Percorsi differenziati per disabilità gravi con Covid-19
Per quanto riguarda il diritto alla salute, “al fine di garantire l’efficacia del Sistema Sanitario anche alla persona con disabilità grave non collaborante e considerato che nessun trattamento sanitario risulta essere efficace se manca la collaborazione del paziente, chiediamo l’istituzione di percorsi differenziati per la diagnostica e la cura da Covid-19 e nello specifico: durante tutte le fasi di ricovero nelle aree di degenza Covid e fino a livello di 'media intensità di cura', al paziente dovrà esser garantito: il ricovero in una stanza singola dotata di secondo letto; la presenza nella stanza di ricovero di un caregiver o assistente h24 (al quale saranno forniti i necessari DPI), con funzione di mediatore tra il paziente e l’apparato sanitario”. In questo senso, una buona prassi indicata nella lettera è quella adottata dall’Azienda Ospedaliera San Giovanni Addolorata per la gestione dell’emergenza COVID-19, con linee guida emanate in data 15/04/2020, che prevede che “i pazienti confinati per sospetto o positività al COVID non possono ricevere visite”, ma “nei confronti delle persone con disabilità gravi e complesse non collaboranti e/o non autosufficienti, un familiare o un caregiver può, a richiesta scritta,seguire il paziente durante tutte le fasi intraospedaliere, a partire dalla fase di pre-triage e restare presso i reparti di degenza. L’autorizzazione è data caso per caso dal Direttore del reparto che farà presenti i rischi e tutte le alternative possibili. In tali casi, l’accompagnatore deve proteggersi costantemente con i dispositivi idonei”.
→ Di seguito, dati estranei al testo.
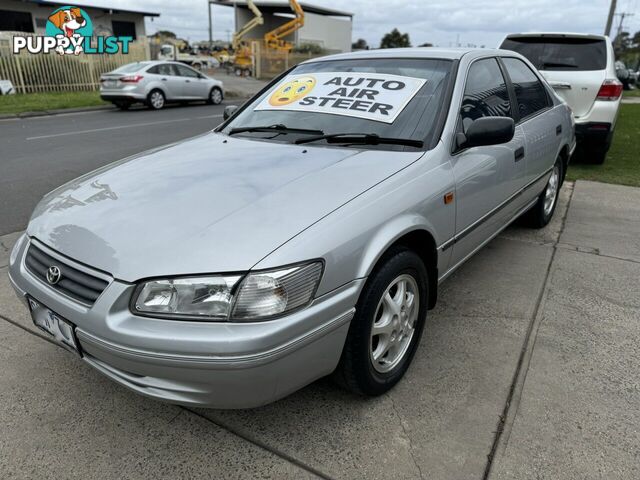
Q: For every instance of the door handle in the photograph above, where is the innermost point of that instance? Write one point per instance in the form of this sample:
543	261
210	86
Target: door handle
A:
519	154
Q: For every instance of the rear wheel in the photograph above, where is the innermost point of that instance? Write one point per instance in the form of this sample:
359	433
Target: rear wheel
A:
215	96
155	99
542	212
122	104
386	329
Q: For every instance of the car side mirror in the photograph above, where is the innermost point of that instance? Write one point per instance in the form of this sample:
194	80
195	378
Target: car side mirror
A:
487	131
229	110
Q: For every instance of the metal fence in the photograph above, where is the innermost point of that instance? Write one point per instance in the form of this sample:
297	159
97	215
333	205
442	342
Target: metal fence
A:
51	72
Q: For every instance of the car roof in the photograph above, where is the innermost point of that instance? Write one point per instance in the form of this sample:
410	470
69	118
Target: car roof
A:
557	34
420	52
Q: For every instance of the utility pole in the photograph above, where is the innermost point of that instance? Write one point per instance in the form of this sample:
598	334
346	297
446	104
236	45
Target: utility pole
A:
612	11
210	24
622	15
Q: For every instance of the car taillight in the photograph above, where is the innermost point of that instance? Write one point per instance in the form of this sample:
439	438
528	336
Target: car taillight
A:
610	90
131	79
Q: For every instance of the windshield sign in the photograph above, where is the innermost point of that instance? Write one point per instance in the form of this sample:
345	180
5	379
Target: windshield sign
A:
378	97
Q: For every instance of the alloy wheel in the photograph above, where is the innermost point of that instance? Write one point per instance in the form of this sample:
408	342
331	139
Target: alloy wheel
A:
394	323
216	96
157	100
551	193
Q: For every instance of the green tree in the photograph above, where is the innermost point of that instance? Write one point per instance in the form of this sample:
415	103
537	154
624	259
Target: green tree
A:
395	39
360	44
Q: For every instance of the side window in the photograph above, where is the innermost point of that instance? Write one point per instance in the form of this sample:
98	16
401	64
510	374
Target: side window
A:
530	92
186	71
485	94
162	69
165	69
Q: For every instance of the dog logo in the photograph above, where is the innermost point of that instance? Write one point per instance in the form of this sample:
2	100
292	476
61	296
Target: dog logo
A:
53	275
292	91
72	23
69	31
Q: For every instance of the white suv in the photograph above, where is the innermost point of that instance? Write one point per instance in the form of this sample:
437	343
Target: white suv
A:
581	69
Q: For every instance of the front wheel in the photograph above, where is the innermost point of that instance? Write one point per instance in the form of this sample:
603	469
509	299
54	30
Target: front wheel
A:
155	99
542	212
386	329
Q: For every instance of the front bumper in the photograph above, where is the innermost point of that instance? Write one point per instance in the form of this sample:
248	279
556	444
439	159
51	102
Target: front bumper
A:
207	364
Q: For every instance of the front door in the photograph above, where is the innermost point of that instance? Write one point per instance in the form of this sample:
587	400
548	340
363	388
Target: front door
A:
193	85
486	177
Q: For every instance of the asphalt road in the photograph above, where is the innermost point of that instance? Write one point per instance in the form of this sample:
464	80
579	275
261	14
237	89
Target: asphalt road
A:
527	369
40	153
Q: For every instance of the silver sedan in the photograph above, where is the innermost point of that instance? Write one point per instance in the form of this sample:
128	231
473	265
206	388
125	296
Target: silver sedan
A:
157	83
305	236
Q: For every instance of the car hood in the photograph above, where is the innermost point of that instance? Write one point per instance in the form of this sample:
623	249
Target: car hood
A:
209	204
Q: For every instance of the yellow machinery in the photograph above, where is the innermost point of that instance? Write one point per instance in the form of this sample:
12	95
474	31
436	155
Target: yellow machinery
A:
274	39
243	63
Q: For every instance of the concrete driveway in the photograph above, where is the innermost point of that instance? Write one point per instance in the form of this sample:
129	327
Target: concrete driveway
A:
528	369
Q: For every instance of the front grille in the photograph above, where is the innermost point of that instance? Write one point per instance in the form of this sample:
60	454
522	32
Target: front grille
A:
74	283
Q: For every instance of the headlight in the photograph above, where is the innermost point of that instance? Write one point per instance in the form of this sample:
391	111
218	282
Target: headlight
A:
260	295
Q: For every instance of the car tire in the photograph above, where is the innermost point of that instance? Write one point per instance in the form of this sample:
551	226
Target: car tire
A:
364	367
215	96
156	99
542	212
123	105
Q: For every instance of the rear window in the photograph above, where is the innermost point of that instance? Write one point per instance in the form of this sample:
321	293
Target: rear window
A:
566	54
Se queste richieste non saranno ascoltate e accolte, continuerà a tempo indeterminato quello che Elena Improta definisce “il vero isolamento per le persone con disabilità grave e le loro famiglie: la mancanza di un domani, di un futuro, di un progetto, che ci apra le porte della vita. Per ora, nessuno ci presta attenzione – riferisce oggi Improta - Zingaretti propone la rimodulazione dei servizi e Raggi proroga il lockdown fino al 31 maggio! Intanto, gli enti gestori continuano ad essere pagati, anche se di fatto non erogano servizi se non online. Noi chiediamo la rimodulazione in assistenza domiciliare, loro ci rispondono con la rimodulazione delle attività in video! Ma solo il 20% delle persone disabili riesce a seguirle e sempre con un familiare accanto, che quindi non riesce mai a staccare. Qualcuno sta pensando di andare a incatenarsi alla statua di Marco Aurelio, in Campidoglio. Speriamo di non dover arrivare a tanto”.